Las fachadas tienen una celosía de nueve cuadrados encima de la puerta. A los portales de la colonia se accede a través de un escalón. Dentro, hay dos peldaños que suben hacia las viviendas de la planta baja y otros tres que bajan hacia el pasillo que da acceso a los patios. Un primer tramo de diez estrechas escaleras y otro de ocho llevan al segundo piso. En muchos de los patios hay una caseta que hace las veces de trastero. “Si ya hay poco ruido en el exterior, aquí sí que solo se escuchan los pájaros”, dice Javier, que habla con verdadera pasión de la vida en la colonia y de las ventajas de las casas. “Solo cambiaría esto por irme a un pueblo”, asegura.
Preguntado sobre su rango informal de nexo de la comunidad de la colonia, responde:
“Va un poco en mi personalidad. Desde los 15 años participo en el movimiento vecinal. Siempre he estado enredado en temas. Y eso hace que le tengas más y más cariño a tu barrio, que vayas participando en más y más cosas. Llegué a esta colonia hace 23 años y tuve la suerte de que todavía quedaban muchos de sus habitantes originales. Hoy muchos ya no están. O han fallecido, o se han vuelto a sus pueblos, o han vendido las casas. Ellos fueron los que me transmitieron oralmente la historia de la colonia, cómo era la vida aquí. Y a mí me gustaba mucho escuchar esos relatos”.

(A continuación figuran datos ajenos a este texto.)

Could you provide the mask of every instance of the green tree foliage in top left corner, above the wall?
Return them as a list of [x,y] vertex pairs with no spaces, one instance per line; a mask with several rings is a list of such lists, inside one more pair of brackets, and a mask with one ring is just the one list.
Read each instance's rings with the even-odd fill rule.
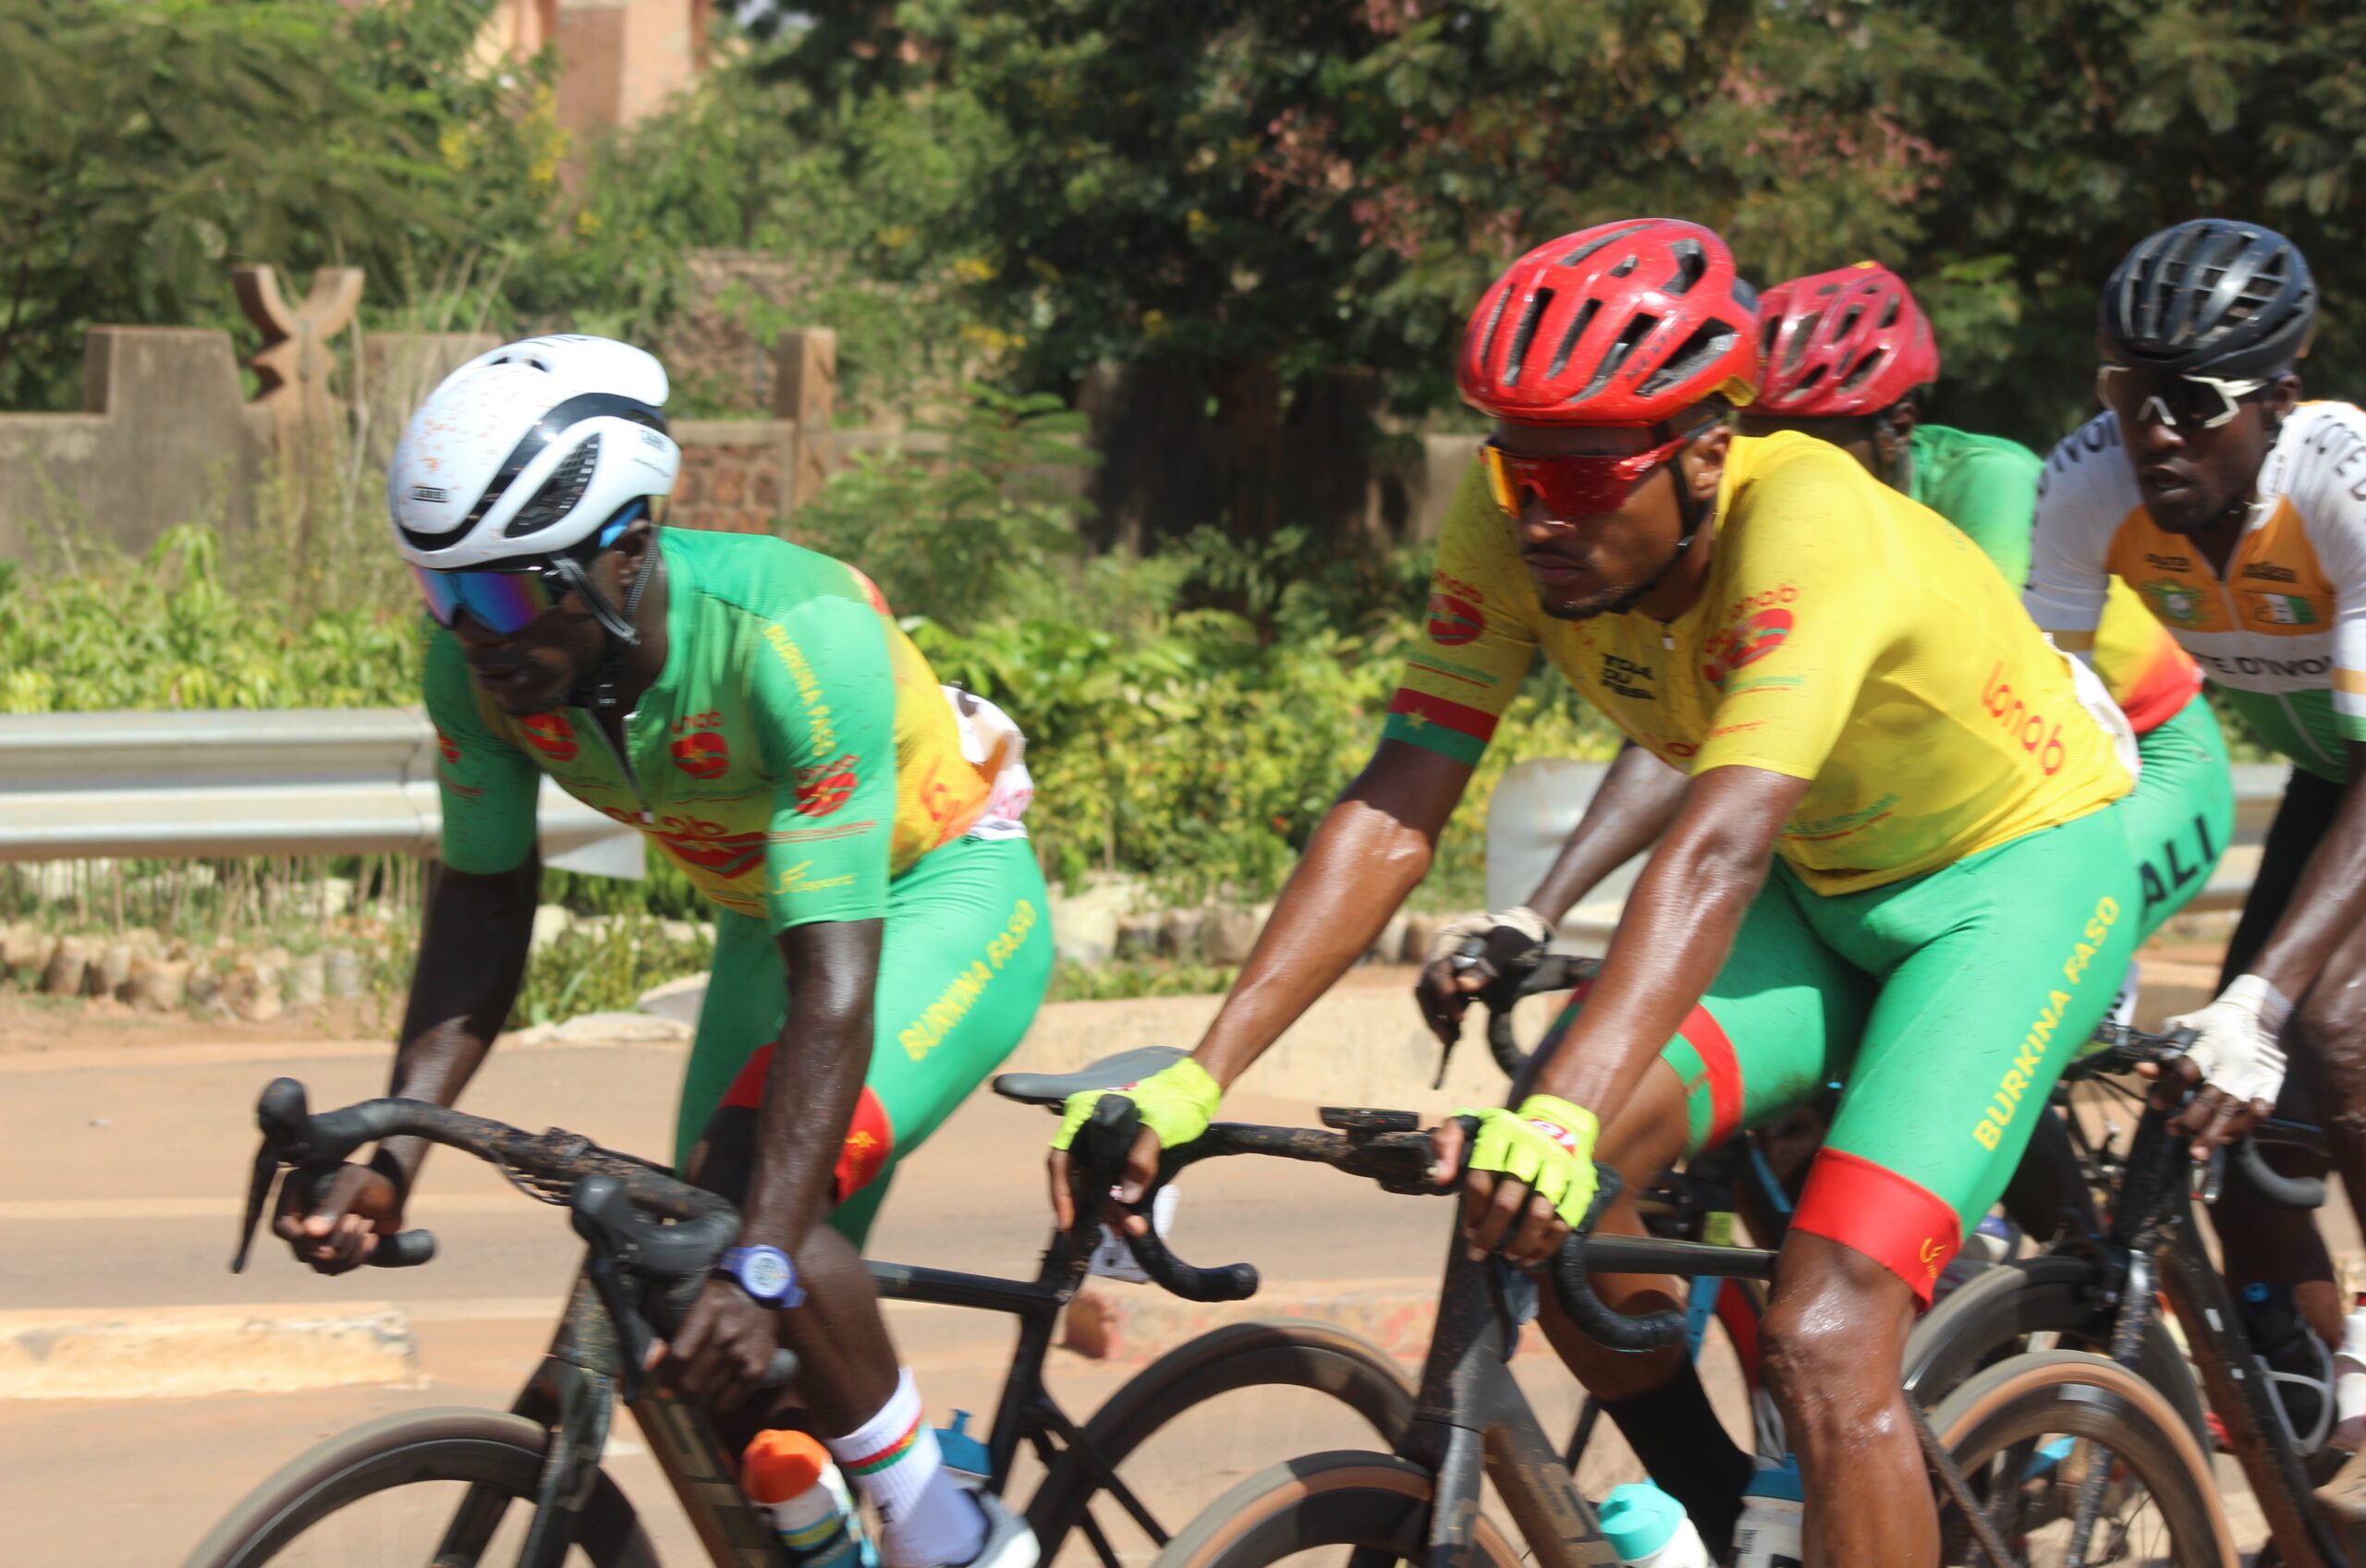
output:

A Javier no le gusta tanto hablar de sí mismo como escuchar y contar historias del barrio. Tal vez por eso cambia rápidamente de tema:
“Mira, en esta calle hemos estado a punto de perder dos árboles. Porque ahora no se reponen los que se mueren y se tapan muchos alcorques. Pues planté el que me dieron cuando se murió mi padre y ahora varios vecinos han plantado árboles. Antes de que se quedaran vacíos y los taparan, hemos decidido recuperarlos”.
La comunidad se forja en los pequeños detalles.